Баронесса между тем мужественно поборола свой гнев. Она с милой улыбкой протянула руку фон Вальде, поцеловала Елену и, проговорив «до свидания», выпорхнула из комнаты.

Во время этих переговоров Елизавета рассматривала лицо фон Вальде, взгляд и голос которого на днях произвели на нее такое сильное впечатление. Его лицо выражало твердость, которую ничто не может сломить, а взгляд говорил о честности и решительности этого человека. Какой спокойный свет лился из его глаз, которые тогда метали искры! Его взгляд становился более ледяным, когда останавливался на баронессе. Темная, чуть вьющаяся борода покрывала нижнюю часть лица фон Вальде, придавая ему строгость и величавость.

Когда баронесса вышла из комнаты, Елизавета подняла крышку рояля.

— Нет-нет, пожалуйста, без нот! — воскликнула Елена, заметив, что молодая пианистка ищет их. — Мы хотим послушать ваши собственные мысли. Прошу вас, сыграйте что-нибудь экспромтом.

Елизавета без колебания села за рояль. Вскоре она забыла о внешнем мире. В ее душе зарождался целый сонм звуков, который увлекал ее куда-то ввысь.
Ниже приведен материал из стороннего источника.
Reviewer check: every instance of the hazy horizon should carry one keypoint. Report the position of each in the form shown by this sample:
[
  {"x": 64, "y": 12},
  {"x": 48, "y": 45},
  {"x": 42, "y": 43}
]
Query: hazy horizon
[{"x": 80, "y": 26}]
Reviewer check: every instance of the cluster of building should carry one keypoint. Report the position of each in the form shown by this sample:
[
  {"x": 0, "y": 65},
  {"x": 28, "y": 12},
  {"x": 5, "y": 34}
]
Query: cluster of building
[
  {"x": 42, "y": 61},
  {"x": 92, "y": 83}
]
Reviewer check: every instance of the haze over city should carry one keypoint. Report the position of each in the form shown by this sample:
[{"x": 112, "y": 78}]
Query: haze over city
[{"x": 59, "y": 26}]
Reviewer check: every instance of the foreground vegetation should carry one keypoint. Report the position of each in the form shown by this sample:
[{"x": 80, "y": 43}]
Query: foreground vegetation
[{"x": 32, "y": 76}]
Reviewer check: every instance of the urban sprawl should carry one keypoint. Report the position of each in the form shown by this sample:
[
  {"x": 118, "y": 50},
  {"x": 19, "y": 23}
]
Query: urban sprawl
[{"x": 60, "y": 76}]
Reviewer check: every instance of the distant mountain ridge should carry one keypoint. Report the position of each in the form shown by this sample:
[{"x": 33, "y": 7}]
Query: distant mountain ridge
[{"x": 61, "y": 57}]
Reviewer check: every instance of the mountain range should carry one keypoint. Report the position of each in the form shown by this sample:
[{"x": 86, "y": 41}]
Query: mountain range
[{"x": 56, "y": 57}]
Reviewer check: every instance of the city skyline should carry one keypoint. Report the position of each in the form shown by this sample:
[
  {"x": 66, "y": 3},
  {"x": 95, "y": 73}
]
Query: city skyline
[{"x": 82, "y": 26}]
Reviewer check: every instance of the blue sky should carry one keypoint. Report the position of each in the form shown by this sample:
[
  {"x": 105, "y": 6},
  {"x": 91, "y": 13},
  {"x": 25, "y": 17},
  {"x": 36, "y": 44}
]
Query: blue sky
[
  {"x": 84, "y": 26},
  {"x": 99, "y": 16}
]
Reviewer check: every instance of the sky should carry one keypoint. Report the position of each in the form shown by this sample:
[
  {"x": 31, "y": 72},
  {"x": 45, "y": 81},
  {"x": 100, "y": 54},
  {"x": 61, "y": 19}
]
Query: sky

Ее внутренний мир выливался в этих мелодиях.

Последние аккорды отзвучали. На ресницах Елены дрожали две слезинки, ее лицо побледнело еще больше. Она взглянула на брата, но тот смотрел в сад. Когда он наконец повернулся к ней лицом, оно было таким же спокойным, как и раньше, только легкий румянец появился на щеках. Сигара выскользнула из его пальцев и лежала на полу. Он ни слова не сказал Елизавете относительно ее игры, зато Елена, которой, видимо, было неприятно молчание брата, рассыпалась в похвалах, как бы компенсируя его холодность.

— Это было гениально! — воскликнула она. — В Б., наверное, не имели понятия о золотом источнике мелодий, таящихся в груди Эльзочки, иначе ее не отпустили бы в наши тюрингенские леса.

— Вы раньше жили в Б.? — спросил фон Вальде, переводя взгляд на Елизавету.

Та увидела, что лед в его глазах растаял. Они сияли каким-то особенным блеском. Она просто ответила:

— Да.

— Перенестись вдруг из прекрасного большого города на одинокую гору посреди тихого леса! Слишком резкая перемена. Вы были, вероятно, в отчаянии, когда узнали о предстоящем переезде?

— Я сочла это незаслуженным счастьем, — последовал спокойный ответ.

— Что? Удивительно! Я думаю, что никто не станет срывать репейник, когда может иметь розу. Это общепринятый взгляд.

— Да, но очень односторонний.

— Сомневаюсь, что хоть кто-нибудь из ваших друзей разделял ваши взгляды… Но все-таки предполагаю, что вам нелегко было расстаться с друзьями.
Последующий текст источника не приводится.